Eigentlich ungewöhnlich für eine Gesangskarriere ist sie sofort von der Schule weg auf die Hochschule nach Würzburg gewechselt. Was heißt gewechselt … sie hat die brutale Aufnahmeprüfung gemeistert und konnte dort studieren. Jazz, den sie liebt unter anderem wegen Norah Jones. Das zu schaffen sei ihr nur gelungen, weil „der Muskini“ sie so unterstützt habe. Exakt drei Musikstücke haben die beiden eingeübt und die waren es. Kein Zweifel, Karl Muskini ist ein Anker in Julia Schröters musikalischem Leben und mit ihr in vielen Projekten verbunden. Die Band Pony Malta mit ihrer ansteckenden Fröhlichkeit ist nur eines davon.
Nach Würzburg machte Julia Schröter kurz Station in München, um sich in der Künstlerszene zu etablieren, doch nach einigen Jahren ging es – für sie erstmal erstaunlich – zurück nach Freising. Sie hatte gemerkt, wie sehr sie der Stadt verbunden ist. Wie sehr sie die Isar mag. Wie enorm sie verwurzelt ist in der Szene.

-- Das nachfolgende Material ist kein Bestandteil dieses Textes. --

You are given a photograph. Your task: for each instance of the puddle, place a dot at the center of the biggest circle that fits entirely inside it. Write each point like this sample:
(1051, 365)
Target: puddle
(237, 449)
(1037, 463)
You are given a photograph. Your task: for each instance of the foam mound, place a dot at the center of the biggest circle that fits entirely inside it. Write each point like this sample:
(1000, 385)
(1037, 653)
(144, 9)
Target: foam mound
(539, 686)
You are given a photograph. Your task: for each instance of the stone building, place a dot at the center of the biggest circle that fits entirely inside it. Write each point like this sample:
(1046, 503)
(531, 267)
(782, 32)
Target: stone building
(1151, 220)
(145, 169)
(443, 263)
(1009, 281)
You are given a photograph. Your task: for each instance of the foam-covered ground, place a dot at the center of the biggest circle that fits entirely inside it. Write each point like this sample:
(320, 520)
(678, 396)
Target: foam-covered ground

Julia Schröter tritt mit diversen Formationen auf, unter anderem mit „Beleza“, mit denen sie im März in der Orangerie in Weihenstephan auftreten wird. „Beleza“, das ist Jazz auf brasilianisch, das ist Lebensgefühl, wie Julia Schröter es mag. Sie war vor einiger Zeit für sechs Wochen in Brasilien und hat sich prägen lassen von der Mentalität und der Musikalität des Landes. Sogar eigene Lieder schreibt sie mittlerweile mit portugiesischen Texten, die Sprache hat sie sich mehr oder weniger intuitiv angeeignet.
Mit ganz unterschiedlichen Künstlern aufzutreten ist für Julia Schröter eine Art Musik zu leben, Menschen zu unterrichten, sie heranzuführen an Musikstücke, an die Möglichkeiten, die Stimme bietet, eine weitere. Ungefähr ausgewogen stellt sie sich das ideale Verhältnis vor zwischen selbst auftreten und anderen etwas beibringen.
Und da ist dann noch diese dritte Leidenschaft, die Julia Schröter in den letzten Monaten Aufmerksamkeit gebracht hat, die sie zu einer zähen Kämpferin hat werden lassen gegen erstmal ziemlich widrige Umstände. Ihr Abseits-Chor hat gegen die drohende Schließung der Kultkneipe angesungen und überall beeindruckt, wo er aufgetreten ist. Menschen, die in ihrem Leben noch nie in einem Chor gesungen hatten, stehen gemeinsam auf der Bühne mit Profi-Musikern wie Norbert Bürger, Schröters Lebensgefährten, der mit ihr zusammen die Idee für den Abseits-Chor hatte.
Ursprünglich war das nur eine gute Idee gewesen, Menschen zur Musik zu bringen. Dass daraus die vielleicht charmanteste Art des Protests wurde, war nicht geplant und ist Julia Schröters Arbeit mit den Sängerinnen und Sängern und den beeindruckenden Arrangements zu verdanken. Alle Bemühungen waren letztlich sehr wirkungsvoll und Julia Schröter arbeitet jetzt mit Eifer daran, dem Konzept von einem Abseits-Verein, der das Lokal halten kann, immer mehr Kontur zu geben. Im festen Glauben daran, dass das Unmögliche möglich ist, wenn man nur will.
Dieser Artikel erschien im FINK-Magazin vom März 2016.